Riguardo al rischio di ictus legato al fumo di sigaretta, l'incidenza sembra variare a seconda dell'età, con una minor prevalenza nelle persone anziane. Non sembrano esservi differenze di rischio, invece, tra fumatori e fumatrici. Il rischio tende a calare se si smette di fumare.
Per il rischio associato a diabete mellito, numerosi studi hanno evidenziato chiaramente un aumento dell'incidenza di ictus nella popolazione colpita da questa malattia. Più precisamente, il rischio di ictus nel paziente diabetico risulterebbe 4 volte più alto rispetto a quello dei soggetti sani. Ciò, secondo gli esperti, potrebbe dipendere, oltre che dalle malattie spesso associate al diabete come l'ipertensione arteriosa, la dislipidemia e l'obesità, anche da una serie di anomalie coagulative tipiche del paziente diabetico, tali da far considerare questa malattia come uno stato di ipercoagulabilità.

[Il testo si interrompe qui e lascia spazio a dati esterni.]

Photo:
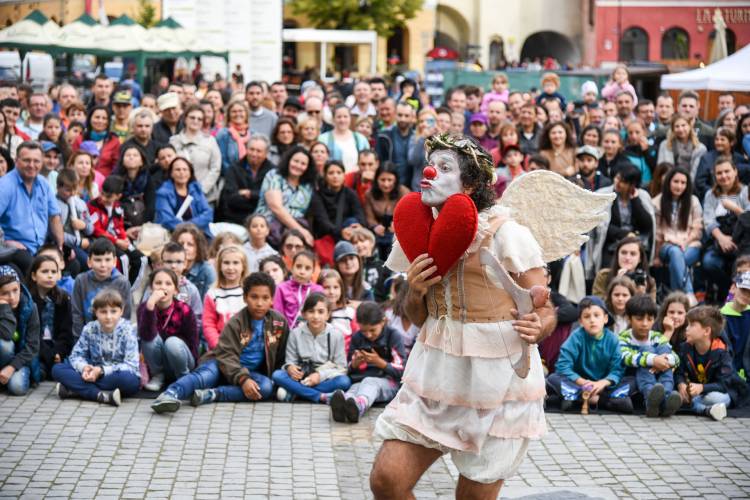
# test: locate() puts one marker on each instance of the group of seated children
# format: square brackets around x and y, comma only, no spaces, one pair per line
[607,370]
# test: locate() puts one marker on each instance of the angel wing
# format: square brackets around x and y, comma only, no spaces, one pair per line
[557,212]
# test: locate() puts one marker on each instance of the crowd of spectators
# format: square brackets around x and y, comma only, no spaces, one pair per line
[226,242]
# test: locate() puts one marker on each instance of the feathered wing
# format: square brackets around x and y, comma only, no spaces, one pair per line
[557,212]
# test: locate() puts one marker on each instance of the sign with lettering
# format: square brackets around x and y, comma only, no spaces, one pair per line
[731,16]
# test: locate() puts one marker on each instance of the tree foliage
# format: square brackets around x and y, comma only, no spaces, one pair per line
[382,16]
[146,16]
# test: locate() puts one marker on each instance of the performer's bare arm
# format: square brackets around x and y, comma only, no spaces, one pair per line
[534,327]
[417,276]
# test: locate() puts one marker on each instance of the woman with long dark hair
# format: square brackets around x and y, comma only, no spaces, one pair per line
[107,143]
[283,138]
[380,201]
[679,227]
[286,194]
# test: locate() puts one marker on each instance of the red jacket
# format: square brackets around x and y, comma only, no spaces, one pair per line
[112,228]
[109,154]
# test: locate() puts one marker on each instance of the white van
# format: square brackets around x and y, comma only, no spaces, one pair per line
[10,66]
[38,70]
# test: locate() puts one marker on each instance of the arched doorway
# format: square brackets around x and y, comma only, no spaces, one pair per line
[289,49]
[731,41]
[675,44]
[497,53]
[398,47]
[545,44]
[451,29]
[634,45]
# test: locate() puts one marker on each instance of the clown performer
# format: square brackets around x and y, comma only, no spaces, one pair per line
[473,386]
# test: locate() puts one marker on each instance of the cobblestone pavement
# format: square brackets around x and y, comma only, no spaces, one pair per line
[52,448]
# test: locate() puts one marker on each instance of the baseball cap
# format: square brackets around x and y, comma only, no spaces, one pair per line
[293,102]
[49,146]
[89,147]
[343,249]
[511,147]
[588,150]
[168,100]
[743,280]
[122,97]
[479,117]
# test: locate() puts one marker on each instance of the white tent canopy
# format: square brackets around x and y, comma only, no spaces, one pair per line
[730,74]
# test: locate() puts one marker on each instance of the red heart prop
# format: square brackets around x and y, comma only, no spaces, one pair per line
[412,221]
[445,239]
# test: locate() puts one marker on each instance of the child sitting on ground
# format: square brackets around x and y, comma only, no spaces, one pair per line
[343,316]
[19,334]
[74,214]
[671,321]
[167,331]
[291,294]
[590,361]
[108,218]
[315,358]
[275,267]
[706,376]
[649,355]
[376,363]
[103,275]
[737,330]
[103,366]
[251,347]
[173,258]
[53,307]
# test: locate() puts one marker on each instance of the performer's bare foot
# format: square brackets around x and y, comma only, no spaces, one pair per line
[472,490]
[398,467]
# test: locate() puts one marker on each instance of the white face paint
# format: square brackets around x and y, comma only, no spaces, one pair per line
[447,181]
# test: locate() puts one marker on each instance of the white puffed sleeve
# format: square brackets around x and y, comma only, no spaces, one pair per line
[516,248]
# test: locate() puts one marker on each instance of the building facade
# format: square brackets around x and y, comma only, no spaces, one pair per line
[676,32]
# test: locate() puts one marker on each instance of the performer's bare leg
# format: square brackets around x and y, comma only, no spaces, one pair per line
[398,467]
[472,490]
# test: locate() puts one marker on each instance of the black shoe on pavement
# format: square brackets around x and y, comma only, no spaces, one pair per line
[338,406]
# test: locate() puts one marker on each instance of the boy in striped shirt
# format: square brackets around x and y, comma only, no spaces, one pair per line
[648,355]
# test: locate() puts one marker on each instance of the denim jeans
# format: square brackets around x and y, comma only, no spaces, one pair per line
[282,378]
[717,266]
[208,376]
[127,382]
[374,390]
[567,389]
[700,403]
[20,381]
[170,357]
[679,262]
[645,380]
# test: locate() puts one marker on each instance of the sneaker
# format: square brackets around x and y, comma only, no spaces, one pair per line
[63,392]
[718,411]
[155,384]
[166,403]
[671,404]
[351,410]
[620,405]
[283,395]
[202,397]
[109,397]
[653,401]
[338,406]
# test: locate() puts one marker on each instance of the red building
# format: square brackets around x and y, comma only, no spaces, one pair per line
[677,32]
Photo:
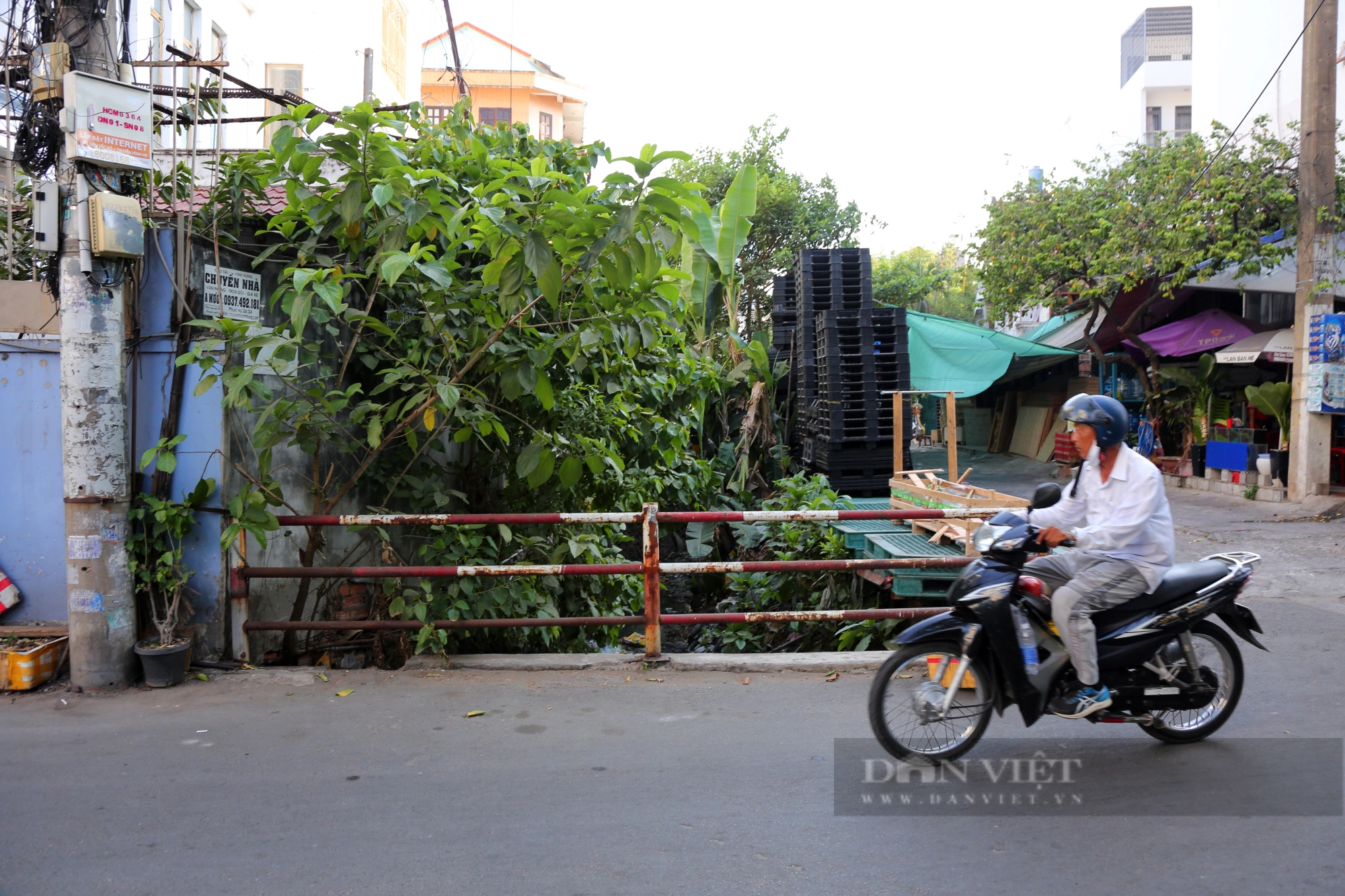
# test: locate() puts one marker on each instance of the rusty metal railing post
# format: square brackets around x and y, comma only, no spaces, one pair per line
[653,606]
[240,589]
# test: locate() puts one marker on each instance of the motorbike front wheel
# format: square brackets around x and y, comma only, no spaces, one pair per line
[906,704]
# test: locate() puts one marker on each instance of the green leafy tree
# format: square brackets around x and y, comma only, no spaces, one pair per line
[792,212]
[1153,218]
[939,283]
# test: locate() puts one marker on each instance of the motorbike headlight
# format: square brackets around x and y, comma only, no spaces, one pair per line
[987,536]
[999,589]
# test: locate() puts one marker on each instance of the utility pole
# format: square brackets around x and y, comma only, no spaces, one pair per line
[1311,434]
[93,409]
[453,42]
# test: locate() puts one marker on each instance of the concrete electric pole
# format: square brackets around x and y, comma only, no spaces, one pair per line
[1311,434]
[93,407]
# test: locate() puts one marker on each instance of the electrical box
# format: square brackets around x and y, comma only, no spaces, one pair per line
[115,227]
[46,216]
[48,68]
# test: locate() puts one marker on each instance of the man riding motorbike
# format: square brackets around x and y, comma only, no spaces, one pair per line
[1117,514]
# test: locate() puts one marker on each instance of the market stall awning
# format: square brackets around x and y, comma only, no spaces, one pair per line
[1203,333]
[956,356]
[1276,345]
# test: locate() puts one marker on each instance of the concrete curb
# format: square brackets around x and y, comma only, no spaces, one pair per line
[867,661]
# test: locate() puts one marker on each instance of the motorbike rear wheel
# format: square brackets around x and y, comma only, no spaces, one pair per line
[905,705]
[1218,653]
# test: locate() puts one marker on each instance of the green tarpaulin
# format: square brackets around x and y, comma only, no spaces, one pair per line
[956,356]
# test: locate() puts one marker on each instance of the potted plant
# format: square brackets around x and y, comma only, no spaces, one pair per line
[1195,389]
[154,559]
[1274,399]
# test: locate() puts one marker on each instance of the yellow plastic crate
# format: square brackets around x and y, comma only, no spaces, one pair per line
[32,667]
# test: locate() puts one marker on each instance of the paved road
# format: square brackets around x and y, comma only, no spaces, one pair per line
[587,783]
[590,783]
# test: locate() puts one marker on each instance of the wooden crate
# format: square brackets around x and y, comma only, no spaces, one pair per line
[926,491]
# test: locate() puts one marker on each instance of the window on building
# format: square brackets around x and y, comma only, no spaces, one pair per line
[1183,120]
[1153,126]
[282,79]
[1270,309]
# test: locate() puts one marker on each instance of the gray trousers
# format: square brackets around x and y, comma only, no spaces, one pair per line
[1079,585]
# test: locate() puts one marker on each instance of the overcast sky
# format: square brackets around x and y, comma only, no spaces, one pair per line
[918,111]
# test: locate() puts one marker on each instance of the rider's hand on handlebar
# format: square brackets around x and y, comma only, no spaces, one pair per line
[1052,537]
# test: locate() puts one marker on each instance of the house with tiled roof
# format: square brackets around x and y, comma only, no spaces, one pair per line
[506,84]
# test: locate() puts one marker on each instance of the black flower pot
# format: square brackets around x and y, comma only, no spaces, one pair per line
[1198,460]
[165,666]
[1280,466]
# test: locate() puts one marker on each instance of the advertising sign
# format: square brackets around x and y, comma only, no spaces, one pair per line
[240,291]
[1325,391]
[108,123]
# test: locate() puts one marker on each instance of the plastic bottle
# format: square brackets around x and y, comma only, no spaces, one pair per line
[1027,642]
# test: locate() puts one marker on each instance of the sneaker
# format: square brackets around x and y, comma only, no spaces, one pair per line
[1082,702]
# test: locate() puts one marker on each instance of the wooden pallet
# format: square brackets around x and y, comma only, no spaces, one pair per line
[921,490]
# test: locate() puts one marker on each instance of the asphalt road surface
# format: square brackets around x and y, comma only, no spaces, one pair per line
[590,783]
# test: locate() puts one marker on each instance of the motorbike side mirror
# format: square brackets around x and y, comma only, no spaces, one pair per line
[1047,494]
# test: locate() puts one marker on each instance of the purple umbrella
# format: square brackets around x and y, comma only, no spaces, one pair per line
[1206,331]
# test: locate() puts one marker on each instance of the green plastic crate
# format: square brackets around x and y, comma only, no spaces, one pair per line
[857,532]
[914,583]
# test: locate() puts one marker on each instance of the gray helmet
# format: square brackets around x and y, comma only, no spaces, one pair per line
[1104,413]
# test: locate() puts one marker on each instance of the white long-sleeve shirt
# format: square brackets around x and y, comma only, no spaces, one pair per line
[1126,517]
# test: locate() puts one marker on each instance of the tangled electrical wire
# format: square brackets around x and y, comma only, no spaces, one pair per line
[37,147]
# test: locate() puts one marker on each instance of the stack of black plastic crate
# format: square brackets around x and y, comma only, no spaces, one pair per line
[847,353]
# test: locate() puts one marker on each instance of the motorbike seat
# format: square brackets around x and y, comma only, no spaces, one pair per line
[1176,585]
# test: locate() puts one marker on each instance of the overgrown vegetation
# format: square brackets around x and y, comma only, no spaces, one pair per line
[155,552]
[470,323]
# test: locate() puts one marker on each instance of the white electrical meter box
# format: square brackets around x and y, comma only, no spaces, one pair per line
[107,123]
[115,228]
[46,216]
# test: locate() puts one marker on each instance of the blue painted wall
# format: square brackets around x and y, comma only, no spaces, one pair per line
[33,524]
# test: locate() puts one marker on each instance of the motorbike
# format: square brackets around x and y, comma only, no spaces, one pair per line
[1171,669]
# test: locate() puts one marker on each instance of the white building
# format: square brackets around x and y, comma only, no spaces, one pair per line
[306,48]
[1183,68]
[1156,63]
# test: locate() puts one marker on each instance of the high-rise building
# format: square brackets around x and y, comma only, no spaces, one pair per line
[1156,73]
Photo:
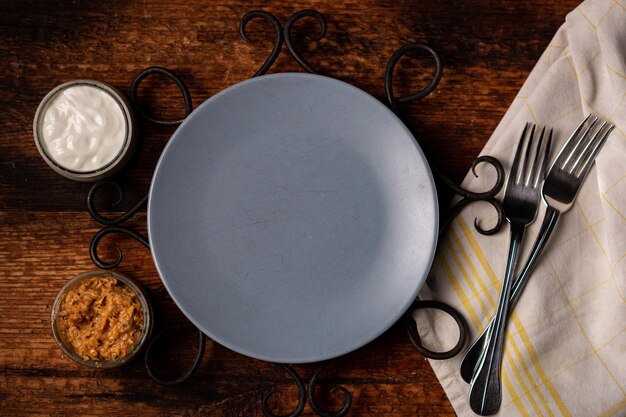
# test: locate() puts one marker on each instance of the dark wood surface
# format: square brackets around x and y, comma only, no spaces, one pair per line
[488,48]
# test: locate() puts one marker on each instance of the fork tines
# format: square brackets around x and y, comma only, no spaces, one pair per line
[576,159]
[527,175]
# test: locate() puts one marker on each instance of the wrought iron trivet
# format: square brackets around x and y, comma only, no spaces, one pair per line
[283,35]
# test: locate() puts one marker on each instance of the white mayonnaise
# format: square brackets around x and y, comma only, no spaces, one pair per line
[83,128]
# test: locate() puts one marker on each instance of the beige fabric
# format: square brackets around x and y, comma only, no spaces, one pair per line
[566,343]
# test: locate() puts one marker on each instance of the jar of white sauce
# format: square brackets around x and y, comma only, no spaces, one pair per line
[84,130]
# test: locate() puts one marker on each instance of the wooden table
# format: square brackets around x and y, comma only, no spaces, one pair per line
[488,48]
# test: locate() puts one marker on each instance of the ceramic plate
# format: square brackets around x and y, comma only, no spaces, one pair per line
[292,218]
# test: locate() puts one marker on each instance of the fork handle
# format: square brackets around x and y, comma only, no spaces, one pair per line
[472,355]
[485,394]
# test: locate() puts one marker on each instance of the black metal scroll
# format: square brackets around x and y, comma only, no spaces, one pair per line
[308,392]
[285,36]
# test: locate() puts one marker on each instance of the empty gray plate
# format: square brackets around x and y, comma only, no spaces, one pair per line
[292,218]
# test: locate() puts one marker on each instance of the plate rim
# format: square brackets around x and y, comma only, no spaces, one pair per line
[420,280]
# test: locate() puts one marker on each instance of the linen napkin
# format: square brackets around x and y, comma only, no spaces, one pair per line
[565,350]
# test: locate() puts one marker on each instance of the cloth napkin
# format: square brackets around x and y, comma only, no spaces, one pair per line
[565,350]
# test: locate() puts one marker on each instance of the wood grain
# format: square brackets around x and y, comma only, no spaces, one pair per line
[488,48]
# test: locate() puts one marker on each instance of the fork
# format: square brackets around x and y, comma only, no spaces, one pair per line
[521,202]
[560,188]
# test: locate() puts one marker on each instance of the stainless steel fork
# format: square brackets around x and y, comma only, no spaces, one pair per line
[559,190]
[521,201]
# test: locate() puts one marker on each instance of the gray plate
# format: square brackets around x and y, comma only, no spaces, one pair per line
[292,218]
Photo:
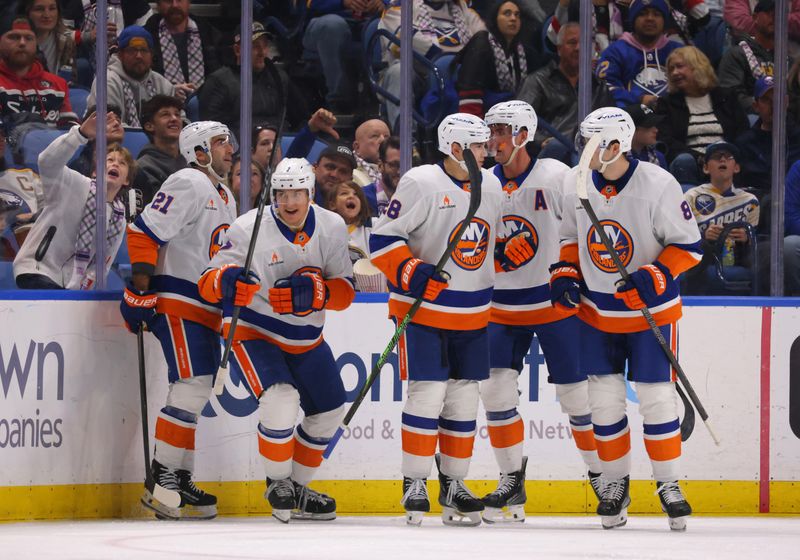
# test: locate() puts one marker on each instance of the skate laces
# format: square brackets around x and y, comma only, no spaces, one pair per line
[416,489]
[670,492]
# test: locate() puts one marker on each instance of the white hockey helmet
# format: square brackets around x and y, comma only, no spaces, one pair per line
[463,129]
[516,114]
[613,124]
[293,174]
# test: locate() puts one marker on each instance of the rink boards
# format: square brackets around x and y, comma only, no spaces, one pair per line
[70,428]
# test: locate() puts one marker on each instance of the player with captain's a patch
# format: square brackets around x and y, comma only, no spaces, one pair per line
[170,244]
[444,351]
[642,210]
[527,246]
[301,262]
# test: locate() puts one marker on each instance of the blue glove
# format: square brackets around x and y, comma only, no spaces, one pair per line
[137,307]
[565,287]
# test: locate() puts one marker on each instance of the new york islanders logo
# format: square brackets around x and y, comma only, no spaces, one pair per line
[217,240]
[473,246]
[621,240]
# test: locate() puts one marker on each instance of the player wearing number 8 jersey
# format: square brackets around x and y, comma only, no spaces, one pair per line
[444,351]
[170,245]
[642,210]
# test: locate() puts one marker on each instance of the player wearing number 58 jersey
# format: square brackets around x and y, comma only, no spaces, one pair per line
[642,210]
[170,245]
[444,351]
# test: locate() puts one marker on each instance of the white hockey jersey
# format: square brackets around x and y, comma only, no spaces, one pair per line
[422,217]
[178,232]
[534,202]
[321,246]
[646,217]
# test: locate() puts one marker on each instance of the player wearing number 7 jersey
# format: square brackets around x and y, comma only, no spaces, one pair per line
[170,245]
[642,210]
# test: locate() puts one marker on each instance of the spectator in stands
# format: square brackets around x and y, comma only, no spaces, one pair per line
[347,199]
[328,37]
[369,136]
[553,92]
[56,43]
[27,92]
[791,241]
[220,98]
[755,143]
[131,79]
[256,181]
[644,144]
[634,65]
[440,27]
[697,111]
[752,57]
[335,165]
[59,251]
[495,61]
[714,205]
[184,50]
[380,192]
[161,120]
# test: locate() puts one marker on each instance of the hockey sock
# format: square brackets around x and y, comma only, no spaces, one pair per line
[457,424]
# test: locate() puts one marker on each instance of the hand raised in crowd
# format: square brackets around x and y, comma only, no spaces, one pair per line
[323,121]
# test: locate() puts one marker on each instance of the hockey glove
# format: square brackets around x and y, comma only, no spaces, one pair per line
[645,286]
[138,307]
[565,287]
[421,280]
[517,251]
[300,294]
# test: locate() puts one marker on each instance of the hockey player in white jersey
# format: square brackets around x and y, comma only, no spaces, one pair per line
[642,209]
[527,246]
[170,244]
[444,351]
[301,258]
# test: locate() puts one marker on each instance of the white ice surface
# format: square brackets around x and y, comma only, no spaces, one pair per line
[388,538]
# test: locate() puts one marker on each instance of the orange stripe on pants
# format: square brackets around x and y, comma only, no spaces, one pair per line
[506,435]
[663,449]
[174,435]
[614,449]
[422,445]
[459,448]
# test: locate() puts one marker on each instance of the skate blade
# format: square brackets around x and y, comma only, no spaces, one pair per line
[508,514]
[677,523]
[612,521]
[461,519]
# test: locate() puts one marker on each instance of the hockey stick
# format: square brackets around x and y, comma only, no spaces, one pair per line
[474,202]
[583,179]
[222,372]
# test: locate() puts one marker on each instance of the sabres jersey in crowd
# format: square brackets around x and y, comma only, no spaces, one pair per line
[321,247]
[534,203]
[174,238]
[710,206]
[422,217]
[646,217]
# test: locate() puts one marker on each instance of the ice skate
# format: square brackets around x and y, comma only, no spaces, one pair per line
[507,503]
[673,504]
[162,493]
[460,507]
[312,505]
[280,495]
[415,499]
[613,507]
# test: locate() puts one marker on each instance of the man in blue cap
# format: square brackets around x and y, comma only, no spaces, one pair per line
[131,79]
[635,65]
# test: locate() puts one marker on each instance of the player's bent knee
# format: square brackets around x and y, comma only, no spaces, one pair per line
[190,394]
[501,390]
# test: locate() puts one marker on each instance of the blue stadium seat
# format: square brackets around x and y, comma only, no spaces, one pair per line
[77,98]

Attualmente, invece, non esistono ancora studi certi su una possibile correlazione tra livelli elevati di colesterolo (dislipidemia) e aumentato rischio di ictus. Tuttavia, è possibile che un aumento dei livelli di colesterolo LDL (noto anche come "colesterolo cattivo") possa influenzare l'insorgenza dell'ictus in modo indiretto. E' ormai certo, infatti, che esiste una correlazione diretta tra aumento del colesterolo LDL, con contemporanea diminuzione del colesterolo HDL, e un aumento dell'aterosclerosi delle arterie carotidi extracraniche, disturbo che, a sua volta, aumenterebbe il rischio di ischemia cerebrale.
Ormai certa è anche la correlazione tra rischio di ictus e grado di stenosi carotidea in soggetti asintomatici. In particolare, il rischio di ictus per una stenosi asintomatica del 70% sarebbe pari a circa il 3% l'anno.
Il rischio di ictus legato al consumo di alcol, infine, risulterebbe di ben tre volte superiore rispetto alla norma nei bevitori che superano le sette unità di alcol giornaliere (1 unità corrisponde a una lattina di birra o a un bicchiere di vino). Al contrario, sembrerebbe esserci un rischio notevolmente ridotto nei soggetti che consumano moderate quantità di alcolici (circa 3 bicchieri di vino alla settimana). In particolare, bere non più di due unità giornaliere di alcol conferirebbe persino un "effetto protettivo" nei confronti dell'ictus, come già dimostrato per la malattia coronarica.